What is even more interesting, is how four in ten global consumers including Filipinos take matters in their hands by researching and assessing brands and retailer prices with Turks (84%) leading the roster followed by Filipinos (79%), Brazilians and Poles (78%),Portuguese and Thais (77%).

The pressure is on for retailers and retail landlords

While an accessible location remains important for retail, this has nearly become a commodity with more store formats and stores rising to serve even the smallest population segment. Thus, when consumers think about spending their money particularly in times of economic crisis, they are likely to think about brands, products and services over location. Here are some ways by which retailers and retail landlords can overcome the impending economic slowdown:

Retail landlords must support brands that seriously make an effort to talk to consumers. Gone are the days when products and services rely on their presence in store shelves or leased spaces in malls to attract customers. In times of crisis, retail landlords must collaborate with brands that seriously invest in brand building to forge consumers share of mind and share of space. Brands help bring foot traffic to a retail space with retail presence easily resulting in a sale that mutually benefits the brand owner and retail landlord. Same with independent retailers; retail landlords must choose tenants who are capable of attracting their own foot traffic into their store and consequently, to other mall services and tenants.

Create a perception of value for money in retail. A primary driver for buying is “good value for money”. Thus, retailers and retail landlords must make it conveniently noticeable for shoppers to spot perceived value for money brands when these consumers enter stores or malls. Often, brands with substantial investments in brand building are the same brands with a high incidence of perceived value.

Have a strong portfolio of good value for money brands. Filipino shoppers are certified value seekers. This means that for a store or mall to thrive, it must have a substantial portfolio of good value for money brands. Good value for money and economic brands are not the same. Economic brands rely on selling cheap at all times compromising quality most of the time. Good value for money brands may not be the lowest priced. When it comes to good value for money brands, the satisfaction and benefit of usage a consumer thinks he is getting far outweighs the cost of purchasing the brand.
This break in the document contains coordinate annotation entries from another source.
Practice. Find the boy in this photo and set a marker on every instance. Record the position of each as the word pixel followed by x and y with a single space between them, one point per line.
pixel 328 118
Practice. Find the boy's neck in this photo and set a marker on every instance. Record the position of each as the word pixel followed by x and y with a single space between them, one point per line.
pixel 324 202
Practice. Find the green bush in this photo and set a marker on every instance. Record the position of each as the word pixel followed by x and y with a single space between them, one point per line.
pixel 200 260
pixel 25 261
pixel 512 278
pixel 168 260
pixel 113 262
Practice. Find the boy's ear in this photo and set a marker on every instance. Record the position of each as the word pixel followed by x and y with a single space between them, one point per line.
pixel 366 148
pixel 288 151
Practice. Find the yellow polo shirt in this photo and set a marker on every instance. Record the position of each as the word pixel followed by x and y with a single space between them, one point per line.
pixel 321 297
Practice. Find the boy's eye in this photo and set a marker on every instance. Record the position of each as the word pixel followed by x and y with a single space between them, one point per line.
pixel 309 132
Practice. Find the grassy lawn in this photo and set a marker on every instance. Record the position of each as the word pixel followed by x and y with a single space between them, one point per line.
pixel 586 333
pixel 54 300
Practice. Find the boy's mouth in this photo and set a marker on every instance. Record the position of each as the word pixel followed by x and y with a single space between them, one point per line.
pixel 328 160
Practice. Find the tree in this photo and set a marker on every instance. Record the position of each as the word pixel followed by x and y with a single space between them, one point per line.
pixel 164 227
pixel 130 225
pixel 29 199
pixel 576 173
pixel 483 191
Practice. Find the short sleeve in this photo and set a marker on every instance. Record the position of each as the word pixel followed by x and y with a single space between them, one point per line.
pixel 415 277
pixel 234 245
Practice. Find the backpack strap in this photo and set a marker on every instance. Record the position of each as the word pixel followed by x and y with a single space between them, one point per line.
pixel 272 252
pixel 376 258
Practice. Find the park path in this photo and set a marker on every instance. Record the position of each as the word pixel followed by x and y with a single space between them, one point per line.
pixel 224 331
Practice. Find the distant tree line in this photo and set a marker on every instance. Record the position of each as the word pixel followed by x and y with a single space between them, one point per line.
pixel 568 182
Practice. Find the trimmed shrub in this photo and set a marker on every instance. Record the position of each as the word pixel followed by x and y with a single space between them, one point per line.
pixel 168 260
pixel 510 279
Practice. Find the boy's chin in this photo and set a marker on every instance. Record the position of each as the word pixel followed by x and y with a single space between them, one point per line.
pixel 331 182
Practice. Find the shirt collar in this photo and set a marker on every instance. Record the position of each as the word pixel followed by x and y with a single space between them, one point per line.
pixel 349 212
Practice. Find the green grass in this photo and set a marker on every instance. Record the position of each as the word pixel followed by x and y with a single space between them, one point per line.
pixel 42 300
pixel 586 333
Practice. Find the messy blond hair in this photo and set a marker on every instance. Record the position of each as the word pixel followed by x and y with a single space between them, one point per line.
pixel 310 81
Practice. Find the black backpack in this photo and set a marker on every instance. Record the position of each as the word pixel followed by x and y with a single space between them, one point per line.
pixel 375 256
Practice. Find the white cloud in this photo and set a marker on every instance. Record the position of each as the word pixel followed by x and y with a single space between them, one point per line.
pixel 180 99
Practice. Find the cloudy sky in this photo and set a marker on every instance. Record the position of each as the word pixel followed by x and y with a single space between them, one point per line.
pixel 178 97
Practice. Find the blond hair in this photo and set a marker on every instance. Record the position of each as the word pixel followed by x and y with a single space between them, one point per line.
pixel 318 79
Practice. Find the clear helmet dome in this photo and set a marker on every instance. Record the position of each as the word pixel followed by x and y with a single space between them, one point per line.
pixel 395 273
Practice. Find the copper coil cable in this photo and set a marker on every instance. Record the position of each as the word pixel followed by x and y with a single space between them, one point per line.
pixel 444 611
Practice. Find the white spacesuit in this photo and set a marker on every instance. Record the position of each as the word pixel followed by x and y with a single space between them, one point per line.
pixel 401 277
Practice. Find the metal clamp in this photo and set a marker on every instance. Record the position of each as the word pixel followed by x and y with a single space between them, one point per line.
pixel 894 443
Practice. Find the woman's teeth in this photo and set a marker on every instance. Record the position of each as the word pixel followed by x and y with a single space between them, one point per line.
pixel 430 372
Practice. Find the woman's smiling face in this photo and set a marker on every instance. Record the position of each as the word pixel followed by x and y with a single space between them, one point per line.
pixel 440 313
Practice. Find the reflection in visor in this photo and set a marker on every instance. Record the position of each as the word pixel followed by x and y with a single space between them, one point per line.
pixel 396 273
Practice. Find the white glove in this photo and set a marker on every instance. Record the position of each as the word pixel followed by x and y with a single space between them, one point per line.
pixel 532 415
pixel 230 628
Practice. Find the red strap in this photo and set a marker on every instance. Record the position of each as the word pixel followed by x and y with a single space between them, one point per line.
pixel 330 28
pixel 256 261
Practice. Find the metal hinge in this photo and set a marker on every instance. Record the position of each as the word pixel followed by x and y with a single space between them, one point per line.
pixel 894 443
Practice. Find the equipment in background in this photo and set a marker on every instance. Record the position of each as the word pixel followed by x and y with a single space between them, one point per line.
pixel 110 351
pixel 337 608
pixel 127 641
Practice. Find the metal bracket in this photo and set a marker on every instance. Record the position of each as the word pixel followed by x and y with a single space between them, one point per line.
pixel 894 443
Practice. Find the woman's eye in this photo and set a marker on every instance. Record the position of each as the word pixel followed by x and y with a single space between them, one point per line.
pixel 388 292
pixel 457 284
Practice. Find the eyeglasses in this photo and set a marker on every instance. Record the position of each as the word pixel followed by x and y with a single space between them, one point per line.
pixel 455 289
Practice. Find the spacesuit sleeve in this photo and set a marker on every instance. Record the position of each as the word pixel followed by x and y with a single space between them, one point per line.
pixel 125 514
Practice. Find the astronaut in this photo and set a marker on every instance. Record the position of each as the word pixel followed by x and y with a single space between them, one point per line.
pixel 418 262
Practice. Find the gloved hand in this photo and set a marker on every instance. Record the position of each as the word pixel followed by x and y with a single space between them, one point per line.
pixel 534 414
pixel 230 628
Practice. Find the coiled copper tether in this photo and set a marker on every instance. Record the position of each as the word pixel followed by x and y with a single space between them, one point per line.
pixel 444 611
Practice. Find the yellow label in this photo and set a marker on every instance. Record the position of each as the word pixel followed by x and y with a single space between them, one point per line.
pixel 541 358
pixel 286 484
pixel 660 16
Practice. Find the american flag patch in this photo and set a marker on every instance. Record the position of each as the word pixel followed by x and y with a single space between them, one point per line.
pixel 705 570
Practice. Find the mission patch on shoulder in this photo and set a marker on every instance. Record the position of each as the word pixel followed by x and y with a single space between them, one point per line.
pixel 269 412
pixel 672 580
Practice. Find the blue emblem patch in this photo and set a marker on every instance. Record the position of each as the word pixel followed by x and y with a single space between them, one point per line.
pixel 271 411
Invest in brand building. An economic crisis is an opportunity to build a strong brand. Most brand owners become naturally cautious in downtimes. This leaves the field open for more assertive players who believe that even in an economic crisis, brand building must be sustained. The good news is – despite an economic meltdown, it is still far cheaper to build a brand during economic downtimes when there are far less aggressive competitors and more businesses hungry for sales revenues.